Aileron started with ten tags and moved on to another 90 tagged cattle last year.
The plan is now to increase that to another 200 cattle next quarter through mustering activities.
Owner Craig Astill said the search began a few years ago for technologies to better monitor, manage and appreciate what was going on across the remote property.
"The Achilles heel had always been that you couldn't capture information at the source, down to the individual animal level on a daily basis," he said.
"Ultimately, we want to be able to track the whole way through the supply chain, from paddock to plate.
"We scoured the world. Ceres Tags were the only ones that could be used in a remote setting where communications are difficult.

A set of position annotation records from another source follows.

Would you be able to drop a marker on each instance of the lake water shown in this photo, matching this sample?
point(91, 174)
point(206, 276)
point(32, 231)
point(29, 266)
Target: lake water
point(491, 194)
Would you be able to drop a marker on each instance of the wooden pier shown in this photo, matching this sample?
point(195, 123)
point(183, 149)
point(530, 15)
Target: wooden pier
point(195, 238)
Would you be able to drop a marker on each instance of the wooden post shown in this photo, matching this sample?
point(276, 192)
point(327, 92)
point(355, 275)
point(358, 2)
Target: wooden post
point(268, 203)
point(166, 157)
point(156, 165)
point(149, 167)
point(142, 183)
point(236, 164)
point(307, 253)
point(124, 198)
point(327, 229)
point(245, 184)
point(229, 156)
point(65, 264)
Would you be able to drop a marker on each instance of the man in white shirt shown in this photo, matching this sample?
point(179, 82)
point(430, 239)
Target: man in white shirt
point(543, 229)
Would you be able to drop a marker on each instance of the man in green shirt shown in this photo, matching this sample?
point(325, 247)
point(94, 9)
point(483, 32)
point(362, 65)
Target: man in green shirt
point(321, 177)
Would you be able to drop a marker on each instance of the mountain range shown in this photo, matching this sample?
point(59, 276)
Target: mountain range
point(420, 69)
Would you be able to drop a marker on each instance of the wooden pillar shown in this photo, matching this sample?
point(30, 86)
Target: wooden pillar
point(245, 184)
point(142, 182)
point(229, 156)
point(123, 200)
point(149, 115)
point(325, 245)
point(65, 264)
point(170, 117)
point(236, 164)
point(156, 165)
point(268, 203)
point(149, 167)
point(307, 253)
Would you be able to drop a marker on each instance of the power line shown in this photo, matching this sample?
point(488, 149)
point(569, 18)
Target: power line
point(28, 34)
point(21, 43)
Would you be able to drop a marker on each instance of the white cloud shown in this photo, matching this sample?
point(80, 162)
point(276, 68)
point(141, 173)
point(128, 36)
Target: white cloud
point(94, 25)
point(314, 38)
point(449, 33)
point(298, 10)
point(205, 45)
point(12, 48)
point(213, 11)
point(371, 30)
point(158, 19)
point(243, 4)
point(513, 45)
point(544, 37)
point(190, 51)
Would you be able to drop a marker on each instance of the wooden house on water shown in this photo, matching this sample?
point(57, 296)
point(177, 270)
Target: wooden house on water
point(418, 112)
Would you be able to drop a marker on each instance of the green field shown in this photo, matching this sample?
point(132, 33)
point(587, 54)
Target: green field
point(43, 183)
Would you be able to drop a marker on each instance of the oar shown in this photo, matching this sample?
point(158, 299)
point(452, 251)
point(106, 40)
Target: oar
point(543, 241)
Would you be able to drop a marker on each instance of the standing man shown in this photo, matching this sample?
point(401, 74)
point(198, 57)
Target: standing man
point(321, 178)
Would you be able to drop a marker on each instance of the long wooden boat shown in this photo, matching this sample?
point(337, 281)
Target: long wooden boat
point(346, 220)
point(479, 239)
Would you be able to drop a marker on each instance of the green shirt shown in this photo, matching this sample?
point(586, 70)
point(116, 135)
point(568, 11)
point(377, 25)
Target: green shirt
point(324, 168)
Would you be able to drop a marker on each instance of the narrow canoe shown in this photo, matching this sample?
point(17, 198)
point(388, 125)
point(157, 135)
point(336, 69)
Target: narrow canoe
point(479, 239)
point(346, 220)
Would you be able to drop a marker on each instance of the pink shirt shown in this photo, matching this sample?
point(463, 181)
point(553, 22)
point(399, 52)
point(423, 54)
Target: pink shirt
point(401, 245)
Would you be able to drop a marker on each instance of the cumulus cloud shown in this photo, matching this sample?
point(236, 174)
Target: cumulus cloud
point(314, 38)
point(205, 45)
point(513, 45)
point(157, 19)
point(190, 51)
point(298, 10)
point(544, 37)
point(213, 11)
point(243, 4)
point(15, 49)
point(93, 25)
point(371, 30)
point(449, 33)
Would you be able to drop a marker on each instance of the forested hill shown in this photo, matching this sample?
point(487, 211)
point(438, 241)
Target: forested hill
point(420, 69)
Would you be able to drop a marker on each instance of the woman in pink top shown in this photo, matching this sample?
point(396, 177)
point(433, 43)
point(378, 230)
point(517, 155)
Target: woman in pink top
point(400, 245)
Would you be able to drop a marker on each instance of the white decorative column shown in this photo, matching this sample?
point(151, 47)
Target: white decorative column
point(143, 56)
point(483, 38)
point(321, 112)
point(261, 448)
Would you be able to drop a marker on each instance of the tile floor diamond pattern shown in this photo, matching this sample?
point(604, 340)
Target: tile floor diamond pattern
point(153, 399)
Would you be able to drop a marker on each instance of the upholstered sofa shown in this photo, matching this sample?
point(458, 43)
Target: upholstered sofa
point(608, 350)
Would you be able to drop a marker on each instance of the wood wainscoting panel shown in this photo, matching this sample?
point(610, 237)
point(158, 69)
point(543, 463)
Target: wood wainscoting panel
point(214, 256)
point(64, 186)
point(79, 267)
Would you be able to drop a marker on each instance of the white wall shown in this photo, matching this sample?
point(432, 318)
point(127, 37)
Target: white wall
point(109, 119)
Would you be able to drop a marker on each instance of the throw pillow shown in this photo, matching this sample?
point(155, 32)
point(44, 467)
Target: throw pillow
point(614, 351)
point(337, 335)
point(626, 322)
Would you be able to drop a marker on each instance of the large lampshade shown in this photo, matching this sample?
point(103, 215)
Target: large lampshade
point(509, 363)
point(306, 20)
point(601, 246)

"The data is transmitted directly from the ear of the animal with constant monitoring, via a constellation of low earth orbit satellites.
"This ensures data can be collected and stored securely without the need for any other costly infrastructure such as tower structures. It means we get supplied with information on a life-of-beast basis which is what was the key for us."
Mr Astill said the move had proven a big boost for farm efficiency and management.
"We want to have visibility and transparency and be able to have meaningful data-informed discussions with our station managers. That's one of the key reasons we went down this path - stock loss, stock theft, stock roaming into neighbouring properties - there's cost consequences to all of that."
Remote water monitoring
DESPITE La Nina's strong presence this summer making water at its most available in years, demand for remote monitoring solutions has gone through the roof.
Sales of Farmbot's devices, which allow producers to remotely check water, diesel and trough levels, rainfall, flow and pressure rates and even staff movements via a safety check-in module, hit record levels in December and January.
Once a fringe technology, remote monitoring is fast becoming mainstream, driven by widespread increased understanding of the benefits of knowing the precise water account of a property, according to Farmbot's head of marketing Elizabeth Cameron.
"Summer months have been, in general, peak months for us as they are a time when people are thinking about water, and also trying to get away for holidays. The technology provides time, and peace of mind, that you can't pay for," she said.
"However, this year our sales in January and December doubled to new records.
"Seven years of drought before this current break means people want to put resources into building their resilience going forward. Agtech is cheap insurance."
Farmbot has been in the market for 3.5 years now and in 2022 has big expansion plans across the US. Already, 50 trial monitors are in action with ranchers and an official US launch is in the making.